Home Make-Over From Rebuilding Together and Sherwin-Williams
Article by Gary Alan Ruse, Community Newspapers, November 6, 2007
Joyeria Willis proud homeowner and her three grandchildren.
oyeria Willis, age 46, who has been living in the same house in Coconut Grove for the past 41 years, received a much-appreciated home make-over from the new partnership of Rebuilding Together and Sherwin- Williams as part of their Safe and Healthy Homes Initiative.
The nation's largest home rehabilitation organization teamed up with one of the largest paint manufacturers to help get the word out on home based environmental hazards such as lead paint, pests and mold, and with the help of CLEARCorps and student volunteers from the University of Miami, they completely repainted Willis's home inside and out, as well as providing new toilets and sinks in two of the home's bathrooms.
Willis raised nine children in the home and currently has four grandchildren living with her, ages 4 – 12, so having a living environment free of lead-based paint and other toxins was very important.

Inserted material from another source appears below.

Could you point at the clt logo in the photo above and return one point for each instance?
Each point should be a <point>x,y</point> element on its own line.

CLEARCorps is an organization dedicated to eliminating lead hazards in homes and educating families on the dangers of lead paint, pests and mold. It is estimated that hundreds of thousands of homes across the country, at the very least, have problems such as these that are hazardous to the health of children and adults.
The significance of the event brought out Miami Mayor Manuel A Diaz, President and CEO of Rebuilding Together Gary A. Officer, Chairman and CEO of Sherwin-Williams Christopher M. Connor and others for a news conference held Saturday October 27 at Tucker Elementary School at 3500 Douglas Road, adjacent to the home, following the work.
Front (left to right):Gary Officer, CEO Rebuilding Together National, Mayor Manny Diaz, Commissioner Marc Sarnoff, Joyeria Willis Homeowner, Bob Hillebrand GSD Construction, Chris Connor CEO Sherwin Williams, Bob Miller President Rebuilding Together Miami.
Joyeria Willis was clearly overwhelmed, not only by the improvements to her home but also by the fact that so many strangers would pitch in and help out.
"I've lived in this house since I was four years old, and it hasn't been an easy task trying to raise my children and trying to be the best grandmother, and holding on to my faith," Willis said. "Today I feel highly blessed and truly favored. I thank God for all of you coming out, taking time from your busy schedules. You see young and old, and
I thank God for every last one of you."
Gary A. Officer addressed the group and thanked everyone for participating. "We are here today at the Willis's home because we recognize the importance of making sure that American families live in warmth and safety and dry homes This shows the power of the collaboration between corporations and non-profit organizations."
Christopher M. Connor said that Sherwin-Williams had a long history of community involvement in Miami since its first stores in the area in the 1940's and a program they created that trained disadvantaged residents to become professional painters.
"This program took off like a rocket here in Miami and is now in more than 30 cities across the United States," Connor said. "In college there was Maslow's theory of the hierarchy of needs that first proposed the idea that people can aspire to do great things and reach their full potential only after their basic needs are satisfied. Without proper maintenance, a home that should provide shelter and security can in fact become a threat to the family's safety. The good news is that these threats are entirely preventable with heightened homeowner awareness and education and regularly performed maintenance. We are very proud to support Rebuilding Together and to be part of this important mission across the country."
Guy DeJohn of GSB Contracting was one of those working on the project and was glad to participate.
"South Florida has been very good to us over the years, and any opportunity to give back a little bit is a great pleasure to us as a family based business," DeJohn said.
James McCants, who is also a member of the South Miami CRA, appreciated the efforts of everyone involved.
From left to right: Matt McAloon, Emerson Fales and Sue Delgado.
"I'm very grateful for the people that turned out, Sherwin-Williams and Countrywide, for being a part of a beautiful effort to help the people that really need the help," said McCants. "When we touch the people of lesser means, and elderly and handicapped folks, this is a void, this is a seat at a table that's virtually untouched. When you have an organization that's committed to do things like this to help the wellbeing, safety and the handicapped accessibility of these people, free of charge, it's wonderful. We need help, we need participation, we need encouragement and we need a voice at the table."